Un progetto di urban knitting nato a L’Aquila grazie a ANIMAMMERSA, un’associazione che dal giorno del terremoto che ha colpito la città nel 2009 non ha mai smesso di operare sul territorio e per il territorio. Per saperne di più, ho intervistato Patrizia Bernardi, una delle fondatrici.

Io: Partiamo dall’inizio. Chi è Animammersa?

PB: Animammersa  è una associazione culturale che nasce a L’Aquila il 6 aprile 2009 con il terremoto (ufficialmente si costituisce a novembre 2009).

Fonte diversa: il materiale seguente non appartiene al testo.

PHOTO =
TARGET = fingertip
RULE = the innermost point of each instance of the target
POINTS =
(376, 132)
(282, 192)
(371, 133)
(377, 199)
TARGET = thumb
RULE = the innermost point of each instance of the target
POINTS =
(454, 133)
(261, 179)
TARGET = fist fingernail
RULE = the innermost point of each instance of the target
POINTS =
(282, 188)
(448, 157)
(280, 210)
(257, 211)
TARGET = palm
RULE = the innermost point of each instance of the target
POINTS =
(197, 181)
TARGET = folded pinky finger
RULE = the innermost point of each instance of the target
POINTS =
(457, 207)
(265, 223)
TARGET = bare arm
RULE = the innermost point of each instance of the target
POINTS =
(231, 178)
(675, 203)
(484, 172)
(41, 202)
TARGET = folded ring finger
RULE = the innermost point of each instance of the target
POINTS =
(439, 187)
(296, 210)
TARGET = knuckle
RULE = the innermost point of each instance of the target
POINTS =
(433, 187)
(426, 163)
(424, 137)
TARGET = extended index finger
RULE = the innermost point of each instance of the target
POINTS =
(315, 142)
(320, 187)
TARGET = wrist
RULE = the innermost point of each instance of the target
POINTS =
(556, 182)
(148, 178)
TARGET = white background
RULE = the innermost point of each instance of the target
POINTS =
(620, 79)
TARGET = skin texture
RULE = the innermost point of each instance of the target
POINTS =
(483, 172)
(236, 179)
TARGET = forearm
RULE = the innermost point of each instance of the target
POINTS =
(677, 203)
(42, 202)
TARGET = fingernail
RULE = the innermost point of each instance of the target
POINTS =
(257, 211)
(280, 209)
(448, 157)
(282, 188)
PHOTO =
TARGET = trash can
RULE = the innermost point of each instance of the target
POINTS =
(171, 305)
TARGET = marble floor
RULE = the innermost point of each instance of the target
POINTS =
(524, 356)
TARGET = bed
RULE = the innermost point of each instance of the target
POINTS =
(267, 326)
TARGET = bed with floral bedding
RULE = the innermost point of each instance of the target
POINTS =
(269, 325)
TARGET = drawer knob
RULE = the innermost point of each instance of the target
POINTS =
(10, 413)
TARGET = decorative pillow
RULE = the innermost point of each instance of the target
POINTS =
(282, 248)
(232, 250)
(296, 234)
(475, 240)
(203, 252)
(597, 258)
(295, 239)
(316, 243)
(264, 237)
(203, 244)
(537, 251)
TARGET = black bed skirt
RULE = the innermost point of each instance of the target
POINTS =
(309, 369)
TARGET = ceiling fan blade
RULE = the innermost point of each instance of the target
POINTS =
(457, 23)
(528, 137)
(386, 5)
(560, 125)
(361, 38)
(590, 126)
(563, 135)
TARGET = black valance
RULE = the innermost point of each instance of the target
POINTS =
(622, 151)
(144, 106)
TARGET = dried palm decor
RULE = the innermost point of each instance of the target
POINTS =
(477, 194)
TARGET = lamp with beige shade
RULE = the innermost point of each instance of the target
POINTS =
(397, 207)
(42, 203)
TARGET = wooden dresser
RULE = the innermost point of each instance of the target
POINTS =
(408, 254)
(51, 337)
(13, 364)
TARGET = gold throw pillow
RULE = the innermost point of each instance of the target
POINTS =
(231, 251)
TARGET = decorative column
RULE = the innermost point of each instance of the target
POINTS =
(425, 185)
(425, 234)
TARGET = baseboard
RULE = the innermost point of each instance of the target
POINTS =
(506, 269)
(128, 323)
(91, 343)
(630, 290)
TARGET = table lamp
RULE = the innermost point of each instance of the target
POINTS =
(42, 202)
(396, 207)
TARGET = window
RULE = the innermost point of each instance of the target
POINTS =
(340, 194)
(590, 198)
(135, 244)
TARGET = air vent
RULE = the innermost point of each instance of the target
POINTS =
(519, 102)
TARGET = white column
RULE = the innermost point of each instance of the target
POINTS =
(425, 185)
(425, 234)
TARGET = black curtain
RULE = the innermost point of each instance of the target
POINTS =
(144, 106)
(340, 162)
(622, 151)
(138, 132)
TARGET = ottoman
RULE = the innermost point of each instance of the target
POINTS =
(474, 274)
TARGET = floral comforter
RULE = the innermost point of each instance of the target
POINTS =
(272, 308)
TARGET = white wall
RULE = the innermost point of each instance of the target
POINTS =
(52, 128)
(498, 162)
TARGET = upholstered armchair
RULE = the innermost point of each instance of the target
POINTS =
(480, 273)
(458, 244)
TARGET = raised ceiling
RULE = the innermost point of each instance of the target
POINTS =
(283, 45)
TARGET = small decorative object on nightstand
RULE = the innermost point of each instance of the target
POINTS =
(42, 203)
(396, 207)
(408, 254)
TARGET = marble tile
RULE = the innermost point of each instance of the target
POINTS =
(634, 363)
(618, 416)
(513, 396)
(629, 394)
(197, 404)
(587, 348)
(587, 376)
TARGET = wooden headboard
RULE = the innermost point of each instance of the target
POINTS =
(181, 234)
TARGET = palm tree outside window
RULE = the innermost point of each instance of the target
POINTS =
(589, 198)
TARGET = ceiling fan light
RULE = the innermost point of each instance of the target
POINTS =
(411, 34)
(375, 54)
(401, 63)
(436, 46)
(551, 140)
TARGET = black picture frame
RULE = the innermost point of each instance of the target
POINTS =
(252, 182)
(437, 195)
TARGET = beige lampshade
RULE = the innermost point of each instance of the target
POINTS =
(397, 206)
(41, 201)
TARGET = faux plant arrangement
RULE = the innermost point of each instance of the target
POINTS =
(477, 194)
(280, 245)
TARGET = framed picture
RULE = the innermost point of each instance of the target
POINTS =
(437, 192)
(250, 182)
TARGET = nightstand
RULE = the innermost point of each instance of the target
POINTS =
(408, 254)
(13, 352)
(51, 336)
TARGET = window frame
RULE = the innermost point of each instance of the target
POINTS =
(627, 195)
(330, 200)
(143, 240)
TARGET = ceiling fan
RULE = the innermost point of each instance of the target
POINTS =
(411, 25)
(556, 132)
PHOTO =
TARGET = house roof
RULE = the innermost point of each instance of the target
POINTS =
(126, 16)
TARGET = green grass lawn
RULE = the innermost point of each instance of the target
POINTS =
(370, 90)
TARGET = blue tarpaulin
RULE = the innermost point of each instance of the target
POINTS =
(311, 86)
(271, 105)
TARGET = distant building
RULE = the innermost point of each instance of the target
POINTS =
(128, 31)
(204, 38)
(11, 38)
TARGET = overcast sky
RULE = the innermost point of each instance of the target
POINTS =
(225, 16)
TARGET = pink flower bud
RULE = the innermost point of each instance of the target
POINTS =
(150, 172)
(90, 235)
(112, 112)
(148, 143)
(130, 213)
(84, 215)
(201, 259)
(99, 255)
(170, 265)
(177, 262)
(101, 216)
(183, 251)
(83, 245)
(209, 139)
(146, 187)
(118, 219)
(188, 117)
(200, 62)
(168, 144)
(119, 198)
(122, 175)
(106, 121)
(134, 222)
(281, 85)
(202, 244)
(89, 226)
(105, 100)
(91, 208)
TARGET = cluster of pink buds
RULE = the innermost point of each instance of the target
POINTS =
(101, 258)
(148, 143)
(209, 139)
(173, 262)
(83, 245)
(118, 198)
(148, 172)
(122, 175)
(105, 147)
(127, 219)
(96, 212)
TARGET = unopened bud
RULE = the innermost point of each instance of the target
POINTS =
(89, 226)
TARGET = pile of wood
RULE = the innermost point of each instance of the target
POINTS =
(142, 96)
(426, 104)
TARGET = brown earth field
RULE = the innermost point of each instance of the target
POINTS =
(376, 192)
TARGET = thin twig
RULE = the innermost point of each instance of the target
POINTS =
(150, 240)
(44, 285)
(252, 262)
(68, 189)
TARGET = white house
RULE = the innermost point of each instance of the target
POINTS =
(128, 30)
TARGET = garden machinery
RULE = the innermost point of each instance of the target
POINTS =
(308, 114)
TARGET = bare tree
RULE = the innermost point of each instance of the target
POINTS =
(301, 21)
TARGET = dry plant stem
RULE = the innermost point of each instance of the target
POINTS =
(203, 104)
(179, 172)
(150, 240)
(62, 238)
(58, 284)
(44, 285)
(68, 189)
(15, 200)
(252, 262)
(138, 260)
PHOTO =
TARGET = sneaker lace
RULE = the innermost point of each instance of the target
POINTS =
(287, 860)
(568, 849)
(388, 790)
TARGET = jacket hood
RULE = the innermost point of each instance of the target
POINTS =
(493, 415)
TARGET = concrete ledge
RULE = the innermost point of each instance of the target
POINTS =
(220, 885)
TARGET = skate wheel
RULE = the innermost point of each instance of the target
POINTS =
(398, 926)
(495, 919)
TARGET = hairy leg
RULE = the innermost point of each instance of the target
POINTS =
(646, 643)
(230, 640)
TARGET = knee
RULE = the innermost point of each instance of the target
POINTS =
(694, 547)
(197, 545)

Quattro vecchi amici si ritrovano, quattro artisti di differenti estrazioni culturali ma tutti legati da un unico filo: la competenza, l’amicizia, la stima e la loro città.

La disgregazione sociale, il vuoto che la distruzione della città ha provocato, ci spingono a farci portatori di quelle radici tradizionali su cui si basa l’identità di un popolo; decidiamo così di dar voce a questo popolo e mettiamo su una serie di spettacoli e concerti che parlano delle vicende aquilane (Lettere dall’Aquila, La conta d’Aquila, Il terremoto delle donne, Aquilane, Memoriter).

Oggi, cultura, arte e sociale sono i temi su cui si incardina il lavoro dell’associazione che cerca nella sperimentazione artistica la via per proporre una visione originale e profonda della realtà che ci circonda.

METTIAMOCI UNA PEZZA | Allestimento di Finale Emilia – Mirandola 2013

Io: Tra i molti progetti di cui vi occupate c’è METTIAMOCI UNA PEZZA. Ce lo racconti?

PB: Mettiamoci una pezza nasce per caso nel gennaio 2012 sfogliando una rivista di arte. C’era un articolo sullo Yarn Bombing americano, su questi movimenti che rivestivano con la lana gli arredi urbani delle città.

E’ stato illuminante!!! Noi avevamo una città intera, chiusa, presidiata dall’esercito, distrutta, da tappezzare, e non come abbellimento ma come denuncia dello stato delle cose.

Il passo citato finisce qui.